To some extent, the untethered nature of the debate is a result of the size of the field, which leaves lots of people jockeying to break through. That will change quickly under new elections rules adopted on Monday (July 11) evening by an influential committee of backbenchers in the Conservative Party, which oversees the leadership contest.

Under the rules, Conservative Party lawmakers will whittle down the list of contenders in successive rounds of voting, starting Wednesday, with the support of 20 lawmakers needed to run in that first contest, and ending next week with a shortlist of two. One candidate will emerge victorious from a ballot of Conservative Party members by Sept 5 and succeed Mr Johnson as prime minister. In theory, a two-person race will sharpen the debate and surface more difficult issues.

But the uniformly right-leaning nature of the candidates’ proposals also reflects the Conservative Party electorate.
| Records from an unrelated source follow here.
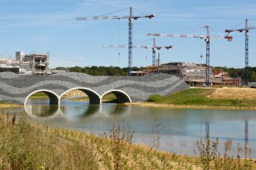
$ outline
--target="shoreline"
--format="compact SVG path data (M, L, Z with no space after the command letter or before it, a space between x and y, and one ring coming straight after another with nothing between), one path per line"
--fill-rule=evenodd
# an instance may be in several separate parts
M124 104L127 106L137 106L142 107L172 108L191 108L191 109L218 109L231 111L256 111L256 106L205 106L205 105L176 105L168 104L157 104L153 102L132 102Z
M0 104L0 108L20 108L23 106L22 104Z

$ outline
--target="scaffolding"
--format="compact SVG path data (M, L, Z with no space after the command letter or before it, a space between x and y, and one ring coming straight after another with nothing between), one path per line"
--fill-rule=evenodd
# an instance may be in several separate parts
M32 53L25 55L20 62L20 75L39 75L49 73L50 52Z
M146 69L146 73L156 73L155 70ZM170 62L159 66L160 73L168 73L179 76L188 84L196 85L204 85L206 76L206 64L198 63ZM241 85L240 78L229 78L226 72L223 69L215 69L210 66L210 83L225 84L230 85Z

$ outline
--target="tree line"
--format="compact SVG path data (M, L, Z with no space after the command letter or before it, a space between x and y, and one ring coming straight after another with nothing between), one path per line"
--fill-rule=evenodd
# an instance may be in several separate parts
M241 78L245 80L245 69L227 68L226 66L217 66L216 69L222 69L224 71L229 73L231 78ZM142 71L145 67L132 68L132 71ZM58 70L65 70L70 72L84 73L91 76L128 76L128 67L120 68L119 66L74 66L74 67L57 67ZM256 67L249 67L250 81L256 82Z
M132 71L141 71L144 67L132 67ZM81 67L57 67L57 70L65 70L70 72L87 73L91 76L128 76L128 67L120 68L119 66L92 66Z
M244 68L235 69L227 68L226 66L217 66L217 69L222 69L224 71L229 73L229 76L231 78L241 78L242 81L245 80L245 70ZM256 67L249 66L249 81L256 82Z

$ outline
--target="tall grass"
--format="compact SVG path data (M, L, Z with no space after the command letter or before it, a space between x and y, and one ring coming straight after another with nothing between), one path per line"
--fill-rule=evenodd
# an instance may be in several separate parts
M151 95L148 102L177 105L201 105L215 106L255 106L256 99L211 99L208 96L214 89L191 88L169 96Z

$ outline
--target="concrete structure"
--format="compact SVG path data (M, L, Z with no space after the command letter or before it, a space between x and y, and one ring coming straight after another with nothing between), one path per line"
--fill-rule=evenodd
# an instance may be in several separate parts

The party’s centre of gravity has tilted to the right during its bitter battles over Brexit. Mr Johnson purged more centrist lawmakers, like former Cabinet minister Rory Stewart.

The party’s rank-and-file membership, which is largely made up of activists, also tends to be more right-wing than average voters (there were 160,000 eligible members during the last leader election in 2019, according to the party). The members may have swung even more right in recent months as the party lost popularity under the scandal-scarred Mr Johnson, and less committed members drifted away.

Still, the multistage nature of the contest, some analysts said, could be a trap for the tax-cutting evangelists. While most Tory members of Parliament are attracted to lower taxes, party members were likely to be less positive, because they tend to be older and have more experience with publicly funded services.

For them, tax cuts financed by cuts to health care or other public programs might not be an attractive proposition. Some candidates are emphasising tax cuts in the first phase of the contest to differentiate themselves from the early front-runner, Mr Rishi Sunak, whose resignation as chancellor of the exchequer last week helped set in motion the events that brought down Mr Johnson.

Mr Sunak, presenting himself as a fiscal hawk, suggested in his introductory campaign video that his rivals are telling “comforting fairy tales”.